I can’t get hold of my bishop and it is making me a little nervous. I know he cares about me and that he is probably busy with some family issue. His son (who was my bishop before him and therefore the one I had when I got excommunicated) is going through a horrible time. I love him with all my heart and I was affraid that this was coming. My mother and I have been seeing it coming for years but it is the kind of thing you cannot tell. You cannot be like ” hey T! You know what? I think that your wife has some big issues about being your wife and all that it implies. She also should consider getting some help because her daughter obsession is really getting to a worrying level” he is the sweetest man on Earth and one of the best bishop I had in my life.
I am sad. Really sad for him. the worse is that he is left with the five boys (from almost 5 to almost 15) and one having down syndrome. I need to tell that they are also lost waaaaay in the country side. The only good news is that his closest neighbors are his parents a.k.a my bishop and his wife.
So last sunday I did not ask to talk to him so as not to take any of his time and I decided not to call him right away. But the previous sunday he was supposed to call me back after having called the stake president about my file…..
I want to know!
I don’t care waiting as long as they want. I just want to know what is going on.

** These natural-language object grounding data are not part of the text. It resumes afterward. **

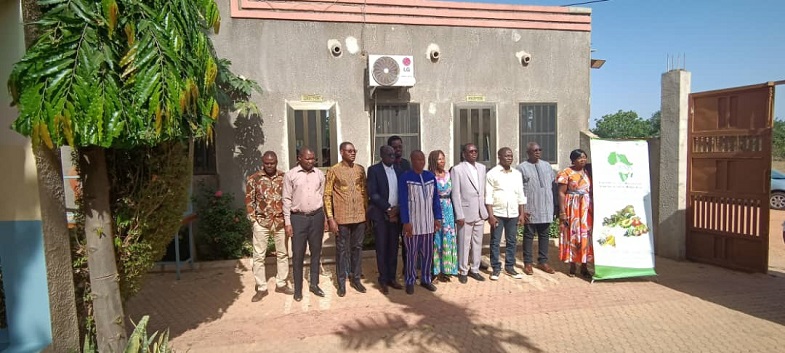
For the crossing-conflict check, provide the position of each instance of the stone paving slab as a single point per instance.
(689, 307)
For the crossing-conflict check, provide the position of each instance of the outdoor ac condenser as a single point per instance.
(390, 71)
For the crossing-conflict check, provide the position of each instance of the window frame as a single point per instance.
(553, 151)
(457, 132)
(374, 134)
(330, 107)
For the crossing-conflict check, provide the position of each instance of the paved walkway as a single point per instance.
(689, 307)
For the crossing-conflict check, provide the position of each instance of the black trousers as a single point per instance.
(541, 229)
(386, 240)
(307, 230)
(348, 250)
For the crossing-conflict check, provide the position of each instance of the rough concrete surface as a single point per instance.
(689, 307)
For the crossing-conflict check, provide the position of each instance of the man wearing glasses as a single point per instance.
(383, 211)
(468, 196)
(345, 200)
(538, 177)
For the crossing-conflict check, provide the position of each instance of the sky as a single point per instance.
(726, 43)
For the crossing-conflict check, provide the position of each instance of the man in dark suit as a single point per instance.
(383, 212)
(404, 165)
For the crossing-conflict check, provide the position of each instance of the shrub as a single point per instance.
(139, 341)
(553, 231)
(148, 194)
(223, 231)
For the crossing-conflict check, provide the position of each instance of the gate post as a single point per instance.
(670, 240)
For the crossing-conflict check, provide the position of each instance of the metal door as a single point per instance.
(728, 177)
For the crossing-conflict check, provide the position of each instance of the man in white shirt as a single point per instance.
(505, 201)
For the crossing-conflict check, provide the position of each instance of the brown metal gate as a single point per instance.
(728, 177)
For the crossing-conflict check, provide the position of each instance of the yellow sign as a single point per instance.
(312, 98)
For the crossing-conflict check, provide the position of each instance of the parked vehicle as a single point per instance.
(777, 198)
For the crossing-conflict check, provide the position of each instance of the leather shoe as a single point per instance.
(545, 268)
(476, 276)
(428, 286)
(357, 285)
(341, 289)
(285, 290)
(527, 269)
(259, 295)
(383, 288)
(316, 291)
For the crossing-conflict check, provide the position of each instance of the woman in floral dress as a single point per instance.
(575, 214)
(445, 247)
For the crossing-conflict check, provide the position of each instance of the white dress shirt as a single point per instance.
(504, 190)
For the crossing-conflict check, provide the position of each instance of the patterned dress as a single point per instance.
(574, 240)
(445, 248)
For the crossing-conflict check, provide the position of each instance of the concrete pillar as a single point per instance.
(670, 239)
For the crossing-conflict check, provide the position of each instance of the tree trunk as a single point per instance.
(99, 235)
(57, 247)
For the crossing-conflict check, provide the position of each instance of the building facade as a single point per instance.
(493, 75)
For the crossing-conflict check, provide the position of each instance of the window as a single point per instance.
(204, 156)
(314, 127)
(538, 124)
(476, 124)
(401, 119)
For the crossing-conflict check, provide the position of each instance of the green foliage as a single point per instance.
(627, 125)
(778, 140)
(223, 229)
(149, 193)
(139, 341)
(119, 73)
(553, 230)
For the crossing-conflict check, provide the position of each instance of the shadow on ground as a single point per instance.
(430, 321)
(201, 296)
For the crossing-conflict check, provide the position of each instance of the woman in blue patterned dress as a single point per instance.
(445, 247)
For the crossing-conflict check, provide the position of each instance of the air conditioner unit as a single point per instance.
(390, 71)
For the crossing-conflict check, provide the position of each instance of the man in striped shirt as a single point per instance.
(421, 216)
(345, 201)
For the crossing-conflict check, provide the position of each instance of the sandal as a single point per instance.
(585, 271)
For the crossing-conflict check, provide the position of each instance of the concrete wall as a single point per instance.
(291, 58)
(671, 242)
(21, 235)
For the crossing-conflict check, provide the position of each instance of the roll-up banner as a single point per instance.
(622, 234)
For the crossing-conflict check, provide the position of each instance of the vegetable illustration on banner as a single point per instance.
(622, 235)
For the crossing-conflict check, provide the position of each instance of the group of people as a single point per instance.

Anyway, book club time so I’d better go.
Added the following day: I think he is gone. It is like impossible to reach him. I don’t dare to call his daughter to ask her if she knows where her father is because it is going to look very odd. No point calling the son that lives right by him since he must be at work and I don’t have the phone number of the other son. Gosh he should have had more children! what’s a mormon family with only three kids? Oh! I forgot….we’re in France not in Utah.